Ламия послушно открыла рот и глотнула сладкой воды, отдающей кислым вином. По телу мгновенно разлилась приятная теплота, спина онемела, дышать стало легче.

– Смотри сюда, детка! – позвал ее Золтан, и она повернула голову в его сторону. Демон стоял рядом с зияющим квадратом пустоты, образовавшимся в полу темницы. Впрочем, на этот раз обошлось без магии. Золтан держался за рычаг, который, видимо, и открыл тайный люк в полу. Из него ощутимо несло смрадом, плесенью и затхлостью.

– В эту дыру я буду сбрасывать то, что тебе больше не понадобится, – произнес он. – Начнем с пальцев ног и торопиться не будем.

– Развяжи меня, – прохрипела Ламия, еще не осознав, что собирается делать, но уже поверив в единственный шанс на спасение. – Буду говорить. И дай еще той воды, очень уж от нее хорошо. Все расскажу. Только не надо боли, хватит с меня.

Какое-то время Золтан рассматривал ее, потом хмыкнул.

– Звучишь почти искренне. Что? Прошла любовь к Крону Прекрасному? Ладно, развяжу, куда ты денешься. Только со стола не вздумай слезать, иначе прибью тебя к нему гвоздями.

– Да я тут полежу, – прохрипела Ламия. – И куда, действительно, я денусь. Ты мне всю спину разворотил, мне бы в живых остаться.

– Жить нравится? – с интересом спросил Золтан, распутывая веревки на ее лодыжках. Ламия специально вывернула голову, чтобы видеть, как он делает это, потому что ноги, как и руки, ощущались с трудом.

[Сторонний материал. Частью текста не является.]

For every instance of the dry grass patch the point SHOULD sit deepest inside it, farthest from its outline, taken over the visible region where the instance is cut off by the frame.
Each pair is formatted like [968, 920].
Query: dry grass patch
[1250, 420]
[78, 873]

– Очень, – кивнула она и вдруг вспомнила беседу с Кроном на рыболовецкой барже. Маг признался, что ему не хватило четырехсот лет, чтобы полностью насладиться миром, понять его и осмыслить. Ламия жила всего двадцать лет. Ей непременно нужно было выжить. Вспомнив, что она говорила о Кроне совсем недавно, девушка прикусила губу от смущения. Чего только под пытками не сболтнешь, успокоила она себя.

Тем временем, Золтан закончил возиться с веревками и, оставив Ламию лежать распластанной на животе, уселся на табурет, придвинув его к столу.

– Спрашивай, – прошептала она, не сводя глаз с ангела в клетке. И хотя сладкая вода придала ей достаточно сил, шевелиться девушка не пыталась – боялась спугнуть удачу.